Press Release Inequality

New CEPR Project highlights cycle of excessive pay for CEOs and directors


February 13, 2014

Contact: Karen Conner, (202) 293-5380 x117Mail_Outline

February 13, 2014

For Immediate Release: February 13, 2014
Contact: Alan Barber 202-293-5380×115

Washington, D.C.– When a new director joins a corporation’s board, there is often a big public display. Official press releases tout the new director’s achievements in politics, academia, or business and note how much the new director’s input and vision will help shape the company’s growth strategy and future success. Once the fanfare fades, however, the director’s track record is typically out of the public eye. The public seldom hears about compensation directors receive, their connection to the company’s performance, and the extent to which they serve shareholders by containing CEO pay. Director Watch, a new project from the Center for Economic and Policy Research (CEPR), changes that by shedding light on the performance of the companies that directors help oversee and the paychecks they and their CEOs collect.

Director Watch provides a much needed public service by compiling profiles of Fortune 100 directors. “The profiles are a compilation of total board compensation for the directors themselves, the compensation of the CEO’s whose pay they help determine, and the stock performance of the companies at which they are board members, information that you rarely see in one place at one time,” said Dean Baker, a co-founder of CEPR. “The profiles will be searchable by name or company, allowing users to assess the performance of directors who serve on multiple boards.”

Corporate directors are chosen for their accomplishments and business savvy. Their status brings prestige to a company. Their role is a crucial one in helping to choose and decide the pay of CEOs and other top executives, thus helping to ensure the company’s success.
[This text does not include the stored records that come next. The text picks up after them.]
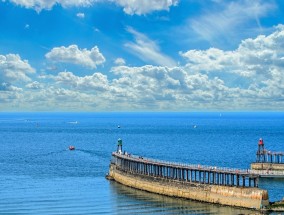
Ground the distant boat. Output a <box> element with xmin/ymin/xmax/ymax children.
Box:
<box><xmin>69</xmin><ymin>146</ymin><xmax>75</xmax><ymax>151</ymax></box>
<box><xmin>68</xmin><ymin>121</ymin><xmax>78</xmax><ymax>124</ymax></box>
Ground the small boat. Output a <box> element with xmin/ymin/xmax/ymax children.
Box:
<box><xmin>69</xmin><ymin>146</ymin><xmax>75</xmax><ymax>151</ymax></box>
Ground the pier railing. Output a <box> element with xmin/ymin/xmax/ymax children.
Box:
<box><xmin>111</xmin><ymin>152</ymin><xmax>259</xmax><ymax>187</ymax></box>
The directors in turn are well compensated for their input.

It might be reasonable for an extraordinary CEO who turns around a failing company to receive tens of millions of dollars in compensation. But this level of compensation is often given to CEOs at companies with only a mediocre or poor performance. This happens in large part because board members often owe their positions to the CEO. This sets up a vicious cycle of excessive CEO compensation – often several hundred times the size of their typical employee’s paycheck– and a director receiving a paycheck well into the hundreds of thousands of dollars for attending a few meetings a year.

This isn’t just a case of CEOs growing richer at the expense of their stockholders. When CEOs can get tens or sometimes even hundreds of millions of dollars a year in compensation, it affects pay scales everywhere. The result is that the heads of universities, non-profits, and even charities demand larger salaries, often pointing out how much they could earn in the private sector.

Public pension funds, too, are affected. Since they together hold $2 trillion in corporate stock, outsized compensation is money that is not going into these pension funds. The same is true of private pensions, which hold $1 trillion in corporate stocks. 401(k) plans are also largely invested in stocks, meaning that excessive CEO pay takes away from the retirement income of millions of working Americans.

The role of the board of directors in this cannot be overstated. It is the directors’ obligation to hold down CEO pay. They should constantly ask themselves if they could find a top executive who would perform the same job for less money. Just as CEOs look all over the world for the lowest cost workers, corporate directors should be combing the globe for lower paid CEOs. There is nowhere else in the world where top executives get the sort of compensation they receive in the United States. Yet, the rest of the world is full of major corporations that perform as good or better than U.S. corporations by any measure. Directors are supposed to act in the interest of shareholders, not mindlessly hand over the company’s profits to marginally competent or incompetent CEOs.

Unfortunately, this is not happening. But highlighting director and CEO compensation as well as company performance over time could help change that. Director Watch, along with its sister project, The Huffington Post’s Pay Pals, do just that by pulling back the curtain on Board Director and CEO compensation, giving the public a much needed and deserved look at a buddy system that effectively victimizes shareholders and working people alike.